China changed village names ‘to erase Uyghur culture’

China has changed the names of hundreds of villages in Xinjiang region in a move aimed at erasing Uyghur Muslim culture, Human Rights Watch (HRW) says.

According to a report by the group, hundreds of villages in Xinjiang with names related to the religion, history or culture of Uyghurs were replaced between 2009 and 2023.

Words such as “sultan” and “shrine” are disappearing from place names – to be replaced with terms such as “harmony” and “happiness”, according to the research, which is based on China’s own published data.

China’s embassy in London denied the allegations.

In recent years, Chinese authorities have been radically overhauling society in Xinjiang in an attempt to assimilate its minority Uyghur population into mainstream Chinese culture.

Researchers from HRW and Norway-based organisation Uyghur Hjelp studied the names of villages in Xinjiang from the website of the National Bureau of Statistics of China over the 14-year period.

They found the names of 3,600 of the 25,000 villages in Xinjiang were changed during this time.

While the majority of these name changes “appear mundane”, HRW said, around one fifth – or 630 changes – remove references to Uyghur religion, culture or history.

Words freighted with meaning for China’s Uyghur population – including Hoja, a title for a Sufi religious teacher, and political or honorific titles such as Sultan and beg – have been replaced with words HRW claims reflect “recent Chinese Communist Party ideology”, including “harmony” and “happiness”.

In one example highlighted by the report, Aq Meschit (“white mosque”) in Akto County, a village in the southwest of Xinjiang, was renamed Unity village in 2018.

growing body of evidence points to systematic human rights abuses against the country’s Uyghur Muslim population.

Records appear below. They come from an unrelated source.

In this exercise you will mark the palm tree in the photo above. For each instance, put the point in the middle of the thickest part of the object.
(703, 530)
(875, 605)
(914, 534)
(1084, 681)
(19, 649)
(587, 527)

Beijing denies the accusations.

Most of China’s Uygur Muslims live in the north-west of the country, in areas such as Xinjiang, Qinghai, Gansu and Ningxia.

In a statement to the BBC, a Chinese embassy spokesperson in London denied the accusations.

“People of all ethnic groups enjoy freedom of religious belief under the law. The languages and cultures of the Uyghurs and other ethnic minorities are protected and promoted,” they said.

There are roughly 20 million Muslims in China. While China is officially an atheist country, the authorities say they are tolerant of religious freedom.

However, in recent years observers say they have witnessed a crackdown on organised religion across the country.

According to HRW, while the renaming of villages and towns appears ongoing, most of the place names were changed between 2017 and 2019.

The group claims this coincides with an escalation in hostilities against the Uyghur population in Xinjiang.

China has used the threat of “violent terrorism, radicalisation and separatism” in the past to justify the mass detention of the country’s minority Uyghur population.

Maya Wang, the acting China director at Human Rights Watch, said: “The Chinese authorities have been changing hundreds of village names in Xinjiang from those rich in meaning for Uyghurs to those that reflect government propaganda

“These name changes appear part of Chinese government efforts to erase the cultural and religious expressions of Uyghurs,” she added.

The research follows a report published last year in which HRW accused the Chinese state of closing, destroying and repurposing mosques in an effort to curb the practise of Islam in China.